Consider a small camping gas canister and a large BBQ gas tank – one will heat longer than the other. The compost fuel is waste – a big pile is more fuel than a small one. You have a bigger fire – i.e. more heat.
It is quite usual to see a bin pile of grass get very hot. Then 24-48 hours later for it to collapse into a cold slimy mush. There are lots of reports of large (1m3, full pallet box of waste) getting hot – but a few days later they have cooled. It is also possible for the same 1m3 bin stay hot for many weeks!
The difference is the speed at which heat is lost. It might be easy to compare this to a house with gas central heating. One house is insulated and one not. If they both have a cylinder of gas, the insulated house will stay hot for more days. Your heap is the same – the cool air and wind remove all the heat very quickly. You need to slow down the heat loss.

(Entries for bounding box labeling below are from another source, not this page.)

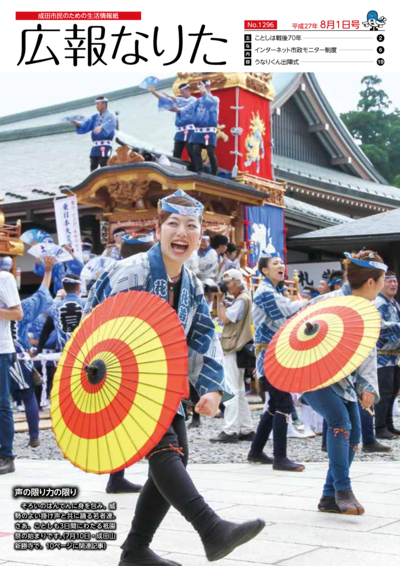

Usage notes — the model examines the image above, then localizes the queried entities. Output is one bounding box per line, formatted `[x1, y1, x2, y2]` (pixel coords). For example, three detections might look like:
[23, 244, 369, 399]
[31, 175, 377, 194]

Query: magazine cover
[0, 0, 400, 566]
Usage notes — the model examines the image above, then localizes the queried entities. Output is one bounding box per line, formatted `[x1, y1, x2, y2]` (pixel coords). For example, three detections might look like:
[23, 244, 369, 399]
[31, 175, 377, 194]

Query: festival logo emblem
[362, 10, 387, 31]
[244, 112, 266, 173]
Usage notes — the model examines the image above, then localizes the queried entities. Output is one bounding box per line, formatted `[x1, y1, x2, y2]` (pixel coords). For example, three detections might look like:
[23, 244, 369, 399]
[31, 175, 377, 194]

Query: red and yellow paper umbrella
[264, 295, 381, 393]
[51, 291, 188, 474]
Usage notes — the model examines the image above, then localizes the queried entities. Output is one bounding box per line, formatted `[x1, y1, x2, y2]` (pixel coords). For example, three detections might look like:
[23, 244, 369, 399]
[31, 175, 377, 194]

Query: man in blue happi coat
[11, 257, 54, 448]
[375, 271, 400, 440]
[71, 96, 117, 171]
[174, 79, 219, 175]
[33, 245, 83, 295]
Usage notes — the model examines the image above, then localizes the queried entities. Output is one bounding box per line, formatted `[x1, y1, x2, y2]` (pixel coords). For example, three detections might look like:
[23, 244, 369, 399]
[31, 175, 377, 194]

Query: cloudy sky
[0, 73, 400, 116]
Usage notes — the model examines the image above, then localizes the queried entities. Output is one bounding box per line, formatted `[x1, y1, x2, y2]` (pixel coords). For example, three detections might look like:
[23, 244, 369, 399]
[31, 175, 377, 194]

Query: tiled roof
[285, 196, 354, 224]
[272, 155, 400, 206]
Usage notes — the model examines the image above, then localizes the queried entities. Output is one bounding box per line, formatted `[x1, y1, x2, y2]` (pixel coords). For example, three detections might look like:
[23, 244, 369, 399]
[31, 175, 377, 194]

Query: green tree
[340, 75, 400, 187]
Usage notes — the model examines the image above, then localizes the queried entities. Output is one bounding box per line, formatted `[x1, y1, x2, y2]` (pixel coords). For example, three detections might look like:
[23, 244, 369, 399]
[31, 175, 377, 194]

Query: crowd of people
[0, 191, 400, 565]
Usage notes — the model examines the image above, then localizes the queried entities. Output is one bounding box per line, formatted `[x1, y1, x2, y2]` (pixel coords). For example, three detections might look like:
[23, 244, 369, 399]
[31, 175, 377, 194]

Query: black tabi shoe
[106, 478, 143, 493]
[203, 519, 265, 562]
[118, 546, 182, 566]
[238, 430, 256, 442]
[0, 456, 15, 474]
[375, 428, 398, 440]
[318, 495, 341, 513]
[272, 458, 305, 472]
[210, 431, 239, 444]
[335, 489, 365, 515]
[388, 427, 400, 436]
[362, 440, 393, 454]
[247, 452, 274, 466]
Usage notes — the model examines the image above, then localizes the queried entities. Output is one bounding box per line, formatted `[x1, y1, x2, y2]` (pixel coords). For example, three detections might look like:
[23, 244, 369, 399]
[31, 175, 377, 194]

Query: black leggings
[122, 415, 219, 552]
[188, 143, 218, 175]
[251, 378, 294, 458]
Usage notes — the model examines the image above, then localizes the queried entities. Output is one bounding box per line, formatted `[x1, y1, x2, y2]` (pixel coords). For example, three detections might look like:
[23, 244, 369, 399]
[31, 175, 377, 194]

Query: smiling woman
[86, 191, 265, 566]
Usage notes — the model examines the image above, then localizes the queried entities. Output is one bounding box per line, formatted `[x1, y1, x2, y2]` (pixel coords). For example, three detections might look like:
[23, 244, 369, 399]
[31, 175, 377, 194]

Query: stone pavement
[0, 460, 400, 566]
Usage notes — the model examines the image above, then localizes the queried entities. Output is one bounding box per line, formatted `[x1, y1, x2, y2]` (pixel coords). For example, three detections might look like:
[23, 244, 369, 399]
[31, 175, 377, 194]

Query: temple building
[0, 73, 400, 285]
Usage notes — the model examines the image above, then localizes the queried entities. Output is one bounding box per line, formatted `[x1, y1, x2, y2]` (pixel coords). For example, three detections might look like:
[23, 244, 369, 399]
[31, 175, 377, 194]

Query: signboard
[54, 196, 82, 261]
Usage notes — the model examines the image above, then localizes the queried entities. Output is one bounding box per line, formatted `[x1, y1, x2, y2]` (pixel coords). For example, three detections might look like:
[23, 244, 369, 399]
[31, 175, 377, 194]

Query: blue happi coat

Let us extend the analogy. If humans live in the house and it is completely sealed and no air flows - they will die of CO/CO2 poisoning. The house needs to breath – let in fresh air (oxygen) so the occupants can breathe (i.e. bacteria respire). The cold air comes in through the vent below the floor boards and eventually rises and leaves via the roof. Your heap can and will aerate using the same principle – insulated walls, with air in below and out the top via a small hole in the roof.
Big heaps are easier to heat and keep hot than small. Two things come into play. The surface area to volume favours large items retaining heat. The waste material acts as an insulator. 1m thickness of compost has similar insulation value as 50mm of polystyrene. In big heaps the outer layers hold in heat – the centre composts and the outer layers don’t. Turning moves the non-composted outer layers into the middle where it will heat up!
The smaller your bin, the better the insulation and heat flow control needs to be.